De motie is conform de wens van de Tweede Kamer uitgevoerd. Hiertoe is een ministeriële regeling van de Staatssecretaris van Onderwijs, Cultuur en Wetenschap (De Regeling aanwijzing en gebruik frequentieruimte commerciële radio-omroep 2003) gewijzigd. In deze regeling is bepaald dat in afwijking van artikel 6.24, eerste lid, van de Mediawet 2008, voor de uitzending via de FM-band van landelijke radioprogramma’s van eenzelfde commerciële omroepinstelling ten hoogste vier FM-frequenties (vergunningen) of samenstellen van FM-frequenties mogen worden gebruikt. De wijziging is in werking getreden op 1 januari 20166.
In de brief van 1 december 2015 aan de Tweede Kamer7 hebben de Minister van Economische Zaken en de Staatssecretaris van Onderwijs, Cultuur en Wetenschap aangekondigd om na de versnelde wijzing en inwerkingtreding via de hierboven genoemde ministeriële regeling tevens over te gaan tot een wijziging van de Mediawet 2008 en de Telecommunicatiewet (hierna: wet). Artikel 3.11 van de wet bevat, evenals artikel 6.24 Mediawet 2008, een grondslag om bij ministeriële regeling een maximum te stellen aan de hoeveelheid frequentiespectrum die één partij ten hoogste kan verwerven. Dezelfde bevoegdheid is dus in twee verschillende wetten geregeld, zij het dat artikel 6.24 Mediawet 2008 alleen ziet op een maximum hoeveelheid FM-frequenties. Gelet op de wens van de Tweede Kamer om de verruiming van de gebruiksbepalingen reeds per 1 januari 2016 van kracht te laten zijn, kon niet direct worden overgegaan tot een wetswijziging.
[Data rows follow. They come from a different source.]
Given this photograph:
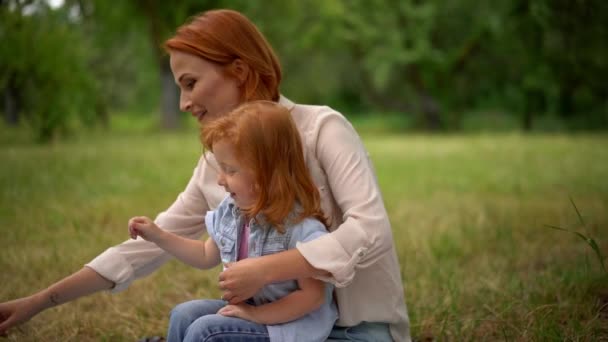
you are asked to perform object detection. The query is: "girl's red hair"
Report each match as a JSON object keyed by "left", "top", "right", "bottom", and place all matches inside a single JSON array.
[
  {"left": 201, "top": 101, "right": 328, "bottom": 232},
  {"left": 164, "top": 9, "right": 281, "bottom": 102}
]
Hier gaat immers meer tijd overheen. Daarom is gekozen voor deze gefaseerde aanpak.
In de Kamerbrieven van 26 juni en 1 september 20158 is reeds aangekondigd dat er in de toekomst voor de analoge en digitale etherradio één integraal beleid gewenst is en dat de besluiten inzake de commerciële analoge en digitale radio-omroepvergunningen op elkaar afgestemd dienen te zijn. Het doel van de onderhavige wetswijziging is om de mogelijkheden om gebruiksbeperkingen op te leggen voor analoge en digitale radio-omroep in één wettelijk kader te regelen, zodat in de toekomst één integraal beleid voor commerciële radio mogelijk wordt en er één wettelijke grondslag gecreëerd wordt voor het gebruik van het frequentiespectrum in zijn algemeenheid.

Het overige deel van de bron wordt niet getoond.